Artista em foco
por Daniele Avila Small, Luciana Eastwood Romagnolli e Sílvia Fernandes

Entrevista pública com Tiago Rodrigues

Em 2008, você estreou Yesterday’s Men, com Rabih Mroué e Tony Chakar. Mroué foi artista em foco na MITsp em 2017, como você, em 2020. Como é essa parceria entre vocês, no trabalho sobre a linguagem do teatro? 

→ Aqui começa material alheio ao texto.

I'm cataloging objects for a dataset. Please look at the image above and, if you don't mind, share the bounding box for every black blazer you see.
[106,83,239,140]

Algumas das minhas maiores influências não são autores ou autoras que vi e ainda hoje são referências para mim, mas sobretudo artistas com quem trabalhei diretamente. E, da mesma forma que o coletivo belga tg STAN foi minha escola de teatro, o encontro com o Rabih Mroué foi muito determinante no meu percurso. Eu cruzei com ele em 2006 porque um programador, Mark Deputter, achou que seria um encontro interessante. Eu já conhecia o trabalho do Rabih, ele ainda não conhecia o meu; viu alguns espetáculos meus e muito rapidamente decidimos trabalhar juntos. Por um lado, o Rabih tem um trabalho bem assente numa escrita que parte do documental para efabular sobre suas raízes, o território onde cresceu e viveu, o seu território político mas também afetivo, que é o Líbano e Beirute. E eu sempre me vi muito mais como um nômade, como alguém que viaja entre espaços, que quer a cada vez aprender sobre uma realidade nova. Então, esse encontro foi muito fácil, porque encaixamos. Eu era um visitante daquele mundo do Rabih Mroué, e o próprio espetáculo dava nota disso: era a história de um homem chamado Tiago Rodrigues que viajava para Beirute e encontrava vários Tiagos Rodrigues. E acho que foi com Rabih Mroué que aprendi muitas das ferramentas que ainda tenho hoje, de como fazer entrar a realidade nos espetáculos, de como escrever a partir do real, mas oferecendo a liberdade de ficcionar, de manipular e de, através das ferramentas do teatro, interpelar a realidade.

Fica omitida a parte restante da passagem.